Golden Marshmellow Oh Yeah is a nineties slacker’s version of the King Midas tale. Serpent Angels from the Garden of Eden sneak Eve out and set her up with King Midas. Golden Marshmellow Oh Yeah is a deconstructed soapbox oratory on the futility of greed. With crow calls, trumpets, featherdusters, marshmallows, and a bucket full of golden bones this theater piece created an audience in the street to display its parable on human folly. Arriving from distant corners the actors converged with their props to dance, sing and speak a treatise on the sins of money and touch.

The 2nd performance from The Carpetbag Brigade included new female cast member Jill Roberts. The self devised process of collective creation was stewarded by Jay Ruby. The actors marched using symbols and code into the space and created a visual spectacle which was followed by a cascade of actions leading into a story. A subtle balance between confusion and clarity was invoked to keep the audience’s attention. Characters and stories emerged through a surreal twilight atmosphere. Psychic intimacy, shared silence and released laughter ornament the threads of this performance’s tension.

Golden Marshmellow Oh-Yeah was an outdoor theater performance created over a four month time with an intensive retreat at the end. The four actors exchanged ideas and artistic concepts for improvisation and composition to create the performance which used diverse sources for text.

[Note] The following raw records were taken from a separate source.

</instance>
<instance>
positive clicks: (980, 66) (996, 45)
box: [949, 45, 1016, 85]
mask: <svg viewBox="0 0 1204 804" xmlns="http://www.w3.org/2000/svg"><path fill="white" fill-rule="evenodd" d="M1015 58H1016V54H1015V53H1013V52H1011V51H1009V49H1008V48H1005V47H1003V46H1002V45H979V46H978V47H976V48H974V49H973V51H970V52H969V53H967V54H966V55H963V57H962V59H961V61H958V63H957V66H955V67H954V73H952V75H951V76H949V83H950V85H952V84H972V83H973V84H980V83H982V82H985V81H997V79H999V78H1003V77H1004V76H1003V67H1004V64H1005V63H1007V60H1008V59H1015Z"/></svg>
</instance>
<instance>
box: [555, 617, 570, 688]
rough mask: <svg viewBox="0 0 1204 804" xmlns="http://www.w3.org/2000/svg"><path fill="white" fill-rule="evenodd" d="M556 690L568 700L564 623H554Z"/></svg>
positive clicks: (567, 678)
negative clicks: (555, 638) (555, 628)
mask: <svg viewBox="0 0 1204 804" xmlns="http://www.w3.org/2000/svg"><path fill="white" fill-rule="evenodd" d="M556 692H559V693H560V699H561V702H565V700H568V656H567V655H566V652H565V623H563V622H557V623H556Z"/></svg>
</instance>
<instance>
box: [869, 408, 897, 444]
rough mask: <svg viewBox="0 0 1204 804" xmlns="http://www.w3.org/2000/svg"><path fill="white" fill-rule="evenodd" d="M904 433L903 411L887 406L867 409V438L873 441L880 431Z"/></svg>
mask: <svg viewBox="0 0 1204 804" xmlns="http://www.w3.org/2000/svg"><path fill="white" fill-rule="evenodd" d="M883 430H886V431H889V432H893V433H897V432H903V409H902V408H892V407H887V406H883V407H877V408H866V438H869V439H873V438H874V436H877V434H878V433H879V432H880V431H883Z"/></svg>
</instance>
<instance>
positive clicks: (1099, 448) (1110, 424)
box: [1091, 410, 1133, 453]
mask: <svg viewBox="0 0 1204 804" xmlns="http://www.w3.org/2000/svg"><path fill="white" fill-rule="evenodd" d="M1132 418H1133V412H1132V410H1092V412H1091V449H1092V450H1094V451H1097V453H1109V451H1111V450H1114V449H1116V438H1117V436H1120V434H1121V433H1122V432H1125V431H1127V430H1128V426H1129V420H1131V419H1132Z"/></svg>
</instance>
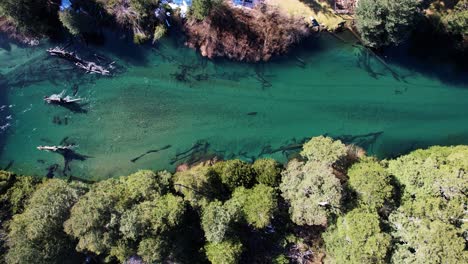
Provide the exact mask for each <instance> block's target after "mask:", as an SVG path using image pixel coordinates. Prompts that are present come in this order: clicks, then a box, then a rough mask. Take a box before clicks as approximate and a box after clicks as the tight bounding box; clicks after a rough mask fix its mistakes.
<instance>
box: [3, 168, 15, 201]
mask: <svg viewBox="0 0 468 264" xmlns="http://www.w3.org/2000/svg"><path fill="white" fill-rule="evenodd" d="M15 179H16V177H15V175H14V174H13V173H11V172H8V171H2V170H0V195H3V194H4V193H6V192H7V190H8V189H9V188H10V187H11V186H12V185H13V183H14V182H15Z"/></svg>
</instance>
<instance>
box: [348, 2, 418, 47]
mask: <svg viewBox="0 0 468 264" xmlns="http://www.w3.org/2000/svg"><path fill="white" fill-rule="evenodd" d="M419 4H420V2H419V1H415V0H360V1H359V3H358V6H357V9H356V27H357V29H358V31H359V32H360V33H361V38H362V40H363V41H364V44H365V45H368V46H370V47H375V48H378V47H382V46H387V45H394V44H399V43H400V42H401V41H402V40H404V38H405V37H406V36H407V35H408V33H409V31H410V30H411V29H412V27H413V26H414V22H415V18H416V16H417V14H418V7H419Z"/></svg>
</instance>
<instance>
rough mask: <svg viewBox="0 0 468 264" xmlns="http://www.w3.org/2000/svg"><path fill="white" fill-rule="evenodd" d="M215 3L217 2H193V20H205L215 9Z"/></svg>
mask: <svg viewBox="0 0 468 264" xmlns="http://www.w3.org/2000/svg"><path fill="white" fill-rule="evenodd" d="M213 2H216V0H193V2H192V6H191V8H190V13H191V15H192V17H193V18H195V19H197V20H203V19H204V18H205V17H206V16H208V14H209V13H210V11H211V9H212V8H213Z"/></svg>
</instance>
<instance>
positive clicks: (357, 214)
mask: <svg viewBox="0 0 468 264" xmlns="http://www.w3.org/2000/svg"><path fill="white" fill-rule="evenodd" d="M324 240H325V243H326V249H327V252H329V253H330V255H331V256H332V258H333V259H334V262H335V263H355V264H360V263H386V261H385V260H386V257H387V254H388V252H389V250H390V246H391V237H390V235H388V234H385V233H383V232H382V230H381V228H380V220H379V215H378V214H377V213H375V212H374V213H370V212H367V211H366V210H363V209H355V210H353V211H351V212H349V213H348V214H346V216H344V217H340V218H338V220H337V223H336V225H335V226H332V227H330V228H329V229H328V230H327V232H326V233H325V234H324ZM397 263H400V262H397Z"/></svg>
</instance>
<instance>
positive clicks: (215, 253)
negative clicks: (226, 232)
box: [205, 240, 242, 264]
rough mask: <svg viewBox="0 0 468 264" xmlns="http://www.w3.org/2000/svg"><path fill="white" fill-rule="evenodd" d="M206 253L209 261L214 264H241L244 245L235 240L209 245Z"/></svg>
mask: <svg viewBox="0 0 468 264" xmlns="http://www.w3.org/2000/svg"><path fill="white" fill-rule="evenodd" d="M205 251H206V256H207V257H208V260H209V261H210V262H211V263H213V264H236V263H239V259H240V255H241V254H242V244H241V243H240V242H238V241H233V240H227V241H224V242H221V243H208V244H207V245H206V246H205Z"/></svg>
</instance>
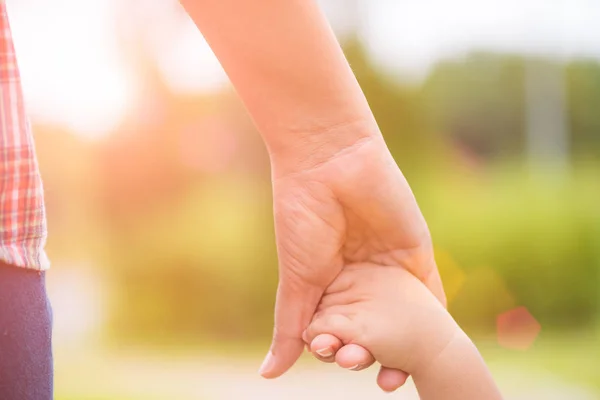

Actors: David Cornell Campbell, Will Duncan, Jill Roberts, Jay Ruby

The Pearl (1997)

The Pearl is a story about fathers, sons and the power of illusion. It evolved from a short story within the novel “The Magus”, by John Fowles. A wandering minstrel under a bridge told a tale from the Gnostic texts. Embellishments were drawn from Italo Calvino’s “Invisible Cities” and the poems of Rumi. Creeping blind behind The Pearl on two’s three’s and four’s is Oedipus and his lingering shadow on boys becoming men.

The initial performance from the Carpetbag Brigade, then called The Carpetbag Brothers, combined a solo performance “Crumbdreams” from Jay Ruby with a story performed by Jay Ruby and David Cornell Campbell about a magician who hides islands, princesses and god from his son. Will Duncan provided music and musings from Rumi and the Gnostic texts. The end result was a one hour performance full of song, poetry and actions that evoked the contradictions of growing up and discovering that a father’s word was not final.

The Pearl was an indoor theater performance conceived and created collectively over a four month period of time. The three performers trained together regularly in addition to rehearsing to create the performance.